In order to realise this ambition, 21st-century education needs to be underpinned by the best available research evidence on human learning and how to improve it. Knowledge is one of the most important raw materials of education; yet education is not particularly good at updating its own scientific knowledge base. A lot of the knowledge at work in education practices and transmitted in teacher education and professional development activities is outdated and sometimes contradicts more recent research. Education seems to be vulnerable to myths and erroneous ideas, born out of romantic ideals, wishful thinking or love for children. Sometimes science tells us something different from what educators wish to hear.
Constantly updating its own knowledge base is one of the most needed but also most difficult tasks in moving education forward. In many countries, the mechanisms and practices used to translate and transmit scientific evidence into education policy and practice are missing. Compare this with, for example, the health sector, which has effective mechanisms for constantly updating the medical knowledge in the system and among medical professionals.

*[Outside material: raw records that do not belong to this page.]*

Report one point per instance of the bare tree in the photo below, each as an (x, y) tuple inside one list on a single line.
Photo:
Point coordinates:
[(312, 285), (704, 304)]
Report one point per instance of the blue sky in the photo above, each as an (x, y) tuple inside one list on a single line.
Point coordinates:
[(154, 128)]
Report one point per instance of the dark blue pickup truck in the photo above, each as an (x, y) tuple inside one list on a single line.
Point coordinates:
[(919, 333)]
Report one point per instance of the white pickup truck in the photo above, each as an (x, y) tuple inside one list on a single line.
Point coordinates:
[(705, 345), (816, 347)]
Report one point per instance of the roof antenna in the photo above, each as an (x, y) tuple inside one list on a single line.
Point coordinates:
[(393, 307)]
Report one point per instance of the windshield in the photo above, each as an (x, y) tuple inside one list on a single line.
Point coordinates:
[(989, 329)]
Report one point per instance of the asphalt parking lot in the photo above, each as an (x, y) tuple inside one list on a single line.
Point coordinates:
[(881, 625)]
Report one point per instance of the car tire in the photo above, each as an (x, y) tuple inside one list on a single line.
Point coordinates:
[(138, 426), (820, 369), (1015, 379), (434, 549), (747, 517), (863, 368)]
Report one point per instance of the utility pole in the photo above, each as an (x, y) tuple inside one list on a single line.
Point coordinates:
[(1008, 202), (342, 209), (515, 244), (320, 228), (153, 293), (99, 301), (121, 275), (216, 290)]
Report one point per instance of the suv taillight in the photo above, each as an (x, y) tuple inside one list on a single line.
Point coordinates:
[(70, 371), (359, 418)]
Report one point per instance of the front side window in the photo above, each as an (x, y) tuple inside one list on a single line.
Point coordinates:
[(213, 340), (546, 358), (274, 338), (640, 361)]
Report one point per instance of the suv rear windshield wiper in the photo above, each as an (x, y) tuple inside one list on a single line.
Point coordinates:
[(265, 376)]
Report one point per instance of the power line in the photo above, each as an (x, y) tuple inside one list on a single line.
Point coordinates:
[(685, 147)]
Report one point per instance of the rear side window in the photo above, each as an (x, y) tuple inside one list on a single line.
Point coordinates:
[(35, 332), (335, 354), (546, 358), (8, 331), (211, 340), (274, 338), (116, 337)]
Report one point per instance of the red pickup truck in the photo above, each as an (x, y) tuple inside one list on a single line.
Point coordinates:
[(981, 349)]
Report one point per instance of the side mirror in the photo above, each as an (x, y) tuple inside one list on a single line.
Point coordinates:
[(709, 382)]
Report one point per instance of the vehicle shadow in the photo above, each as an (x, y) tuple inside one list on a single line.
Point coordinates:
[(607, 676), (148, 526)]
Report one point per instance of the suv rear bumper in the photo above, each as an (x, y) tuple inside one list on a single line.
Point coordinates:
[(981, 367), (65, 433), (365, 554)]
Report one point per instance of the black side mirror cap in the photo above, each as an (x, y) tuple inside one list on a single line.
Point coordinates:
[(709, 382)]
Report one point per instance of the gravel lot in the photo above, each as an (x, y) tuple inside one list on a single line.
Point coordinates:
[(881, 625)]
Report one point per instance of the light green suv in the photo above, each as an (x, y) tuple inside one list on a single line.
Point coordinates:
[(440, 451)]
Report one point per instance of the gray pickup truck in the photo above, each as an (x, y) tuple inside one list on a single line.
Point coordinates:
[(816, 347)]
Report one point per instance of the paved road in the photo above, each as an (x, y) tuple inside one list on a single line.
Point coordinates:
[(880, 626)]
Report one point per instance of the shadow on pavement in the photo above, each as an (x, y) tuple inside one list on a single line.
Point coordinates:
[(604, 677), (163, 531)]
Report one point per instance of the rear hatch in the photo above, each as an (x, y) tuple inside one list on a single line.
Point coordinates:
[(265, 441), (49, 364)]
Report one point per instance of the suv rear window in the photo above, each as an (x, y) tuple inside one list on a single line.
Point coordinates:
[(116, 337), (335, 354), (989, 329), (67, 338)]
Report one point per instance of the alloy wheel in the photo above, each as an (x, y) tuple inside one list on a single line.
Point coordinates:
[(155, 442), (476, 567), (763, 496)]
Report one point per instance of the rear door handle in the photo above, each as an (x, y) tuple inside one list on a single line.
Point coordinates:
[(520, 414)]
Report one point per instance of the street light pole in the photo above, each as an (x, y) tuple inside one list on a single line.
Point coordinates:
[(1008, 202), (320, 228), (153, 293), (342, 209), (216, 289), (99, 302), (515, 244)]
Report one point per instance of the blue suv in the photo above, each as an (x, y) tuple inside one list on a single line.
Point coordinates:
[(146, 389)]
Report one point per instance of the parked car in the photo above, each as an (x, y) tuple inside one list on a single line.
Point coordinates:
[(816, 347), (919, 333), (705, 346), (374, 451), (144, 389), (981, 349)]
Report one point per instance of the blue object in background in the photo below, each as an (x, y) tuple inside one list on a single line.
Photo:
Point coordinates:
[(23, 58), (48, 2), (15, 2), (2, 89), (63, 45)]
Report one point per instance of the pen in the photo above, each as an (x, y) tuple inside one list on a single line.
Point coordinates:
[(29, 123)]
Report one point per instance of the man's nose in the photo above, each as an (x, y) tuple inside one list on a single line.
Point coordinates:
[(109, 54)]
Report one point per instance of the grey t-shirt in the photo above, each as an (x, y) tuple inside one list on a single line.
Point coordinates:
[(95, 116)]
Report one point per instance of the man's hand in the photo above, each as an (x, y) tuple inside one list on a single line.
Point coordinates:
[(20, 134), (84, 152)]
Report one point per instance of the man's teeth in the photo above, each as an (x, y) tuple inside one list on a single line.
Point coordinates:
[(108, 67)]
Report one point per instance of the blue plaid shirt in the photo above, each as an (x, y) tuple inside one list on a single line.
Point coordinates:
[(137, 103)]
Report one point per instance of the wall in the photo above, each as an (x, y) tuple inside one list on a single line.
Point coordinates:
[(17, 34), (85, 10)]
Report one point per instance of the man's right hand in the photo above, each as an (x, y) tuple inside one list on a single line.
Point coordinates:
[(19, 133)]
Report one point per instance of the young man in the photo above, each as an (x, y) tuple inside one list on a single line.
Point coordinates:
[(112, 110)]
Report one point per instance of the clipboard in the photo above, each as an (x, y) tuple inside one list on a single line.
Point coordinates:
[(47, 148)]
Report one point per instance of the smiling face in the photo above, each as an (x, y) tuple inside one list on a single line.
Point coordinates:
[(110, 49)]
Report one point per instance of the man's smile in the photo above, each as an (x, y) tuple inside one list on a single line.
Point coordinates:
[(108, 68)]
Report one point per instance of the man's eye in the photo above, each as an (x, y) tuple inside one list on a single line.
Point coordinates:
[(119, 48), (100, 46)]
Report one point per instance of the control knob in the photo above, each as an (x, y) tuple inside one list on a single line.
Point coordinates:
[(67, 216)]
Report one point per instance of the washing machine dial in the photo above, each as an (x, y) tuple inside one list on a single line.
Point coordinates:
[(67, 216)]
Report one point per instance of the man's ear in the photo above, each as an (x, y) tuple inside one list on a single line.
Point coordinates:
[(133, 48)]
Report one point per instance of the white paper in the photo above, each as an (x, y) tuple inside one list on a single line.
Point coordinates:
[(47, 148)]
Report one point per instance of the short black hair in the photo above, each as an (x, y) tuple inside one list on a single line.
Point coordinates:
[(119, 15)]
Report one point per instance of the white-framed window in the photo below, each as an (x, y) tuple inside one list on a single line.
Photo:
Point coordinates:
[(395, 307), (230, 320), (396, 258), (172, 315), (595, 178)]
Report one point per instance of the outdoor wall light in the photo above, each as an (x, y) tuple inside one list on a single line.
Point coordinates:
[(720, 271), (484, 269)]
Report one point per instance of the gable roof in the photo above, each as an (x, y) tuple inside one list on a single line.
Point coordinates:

But things have started to change in recent years, most importantly in the field of scientific research itself. Human learning became the object of research in many more scientific disciplines than pedagogy or education science. Well-established disciplines, such as cognitive psychology, and social and behavioural sciences, and also neuroscience, brain research, computer science and even engineering, are amplifying efforts to better understand human learning and the conditions needed to nurture it. As an interdisciplinary effort, a new “science of learning” is in the making, with enormous potential for improving teaching and learning practices. These developments offer fascinating new perspectives, based on technological advances, that enable a re-examination of longstanding problems in learning, raise new questions, and offer new approaches to the study of learning.
To translate, transmit and inject the new “science of learning” into education will not be easy. The distance between what happens in a research lab and in a classroom is huge, and there are both institutional obstacles and barriers of mindset that need to be overcome to bridge these two worlds.
We prepared this book with that in mind. Researchers and scientists have done their best to make their research findings accessible to education policy makers and practitioners. I hope it will inspire many. This is not the end of a process though; the science of learning is only in its infancy. Thus this book is also a call for more research, and more communication and interaction between the world of science and the worlds of policy and practice.